なるべくして不幸な結婚式になったんだがその不幸な結婚式に巻き込まれた。
新郎は学生時代A君という同級生を頭がおかしい奴といじめていたそうだ。
そのA君から新郎に「お前が散々いじめてくれたおかげで俺は狂っちまったよ、結婚式を台無しにしてやるぜ!」と復讐を予告する手紙が送られてきた。
俺は新郎に警察に相談したり過去にそんな酷いことをしたなら謝った方がいいと忠告したのだが、「あんな頭おかしい奴に俺様が屈するわけないだろ」と聞かず結婚式を強行した。
で結婚式当日、俺は新郎の為にA君の襲撃を警戒していたが、いかんせん俺とA君は面識もないので顔も知らないし、新郎も「あいつに大それたことはできないからお前はゆっくりパーティを楽しんでくれればいい」とA君の顔を教えてくれなかった。

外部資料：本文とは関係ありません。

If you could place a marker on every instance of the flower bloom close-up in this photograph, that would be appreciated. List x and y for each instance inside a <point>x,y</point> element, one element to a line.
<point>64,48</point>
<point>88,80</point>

A君の襲撃がないまま式は順調に続いたが司会がここでサプライズがあると言い始めた。
それは新婦とA君が企画した新郎へのプレゼントで(何故かA君は新婦と接触を図っていた。新婦は新郎がA君をいじめていたことを知らない。)クマの着ぐるみがデカいプレゼントボックスを台車に乗せて押しながら入場した。
俺は新郎にこれはやばいと忠告したのも束の間、彼はクマの着ぐるみに殴りかかった。「ハハハ!お前の考えることはお見通しだ!」とクマの着ぐるみをボコボコにしてマスクを引っぺがした。
しかし新郎の顔は浮かばない。彼はクマの着ぐるみの正体はA君だと思って殴りかかったのだが、見当違いでクマの着ぐるみただの式場のスタッフ、彼の凶行にみんなドン引きしていた。
新郎は気まずそうな顔をしていたが次にプレゼントボックスに目を向けた。「ハハハ、このプレゼントボックスやたらデカイな。まるで人が入っているようだぞぉ?」とプレゼントボックスに飛び蹴りをかました。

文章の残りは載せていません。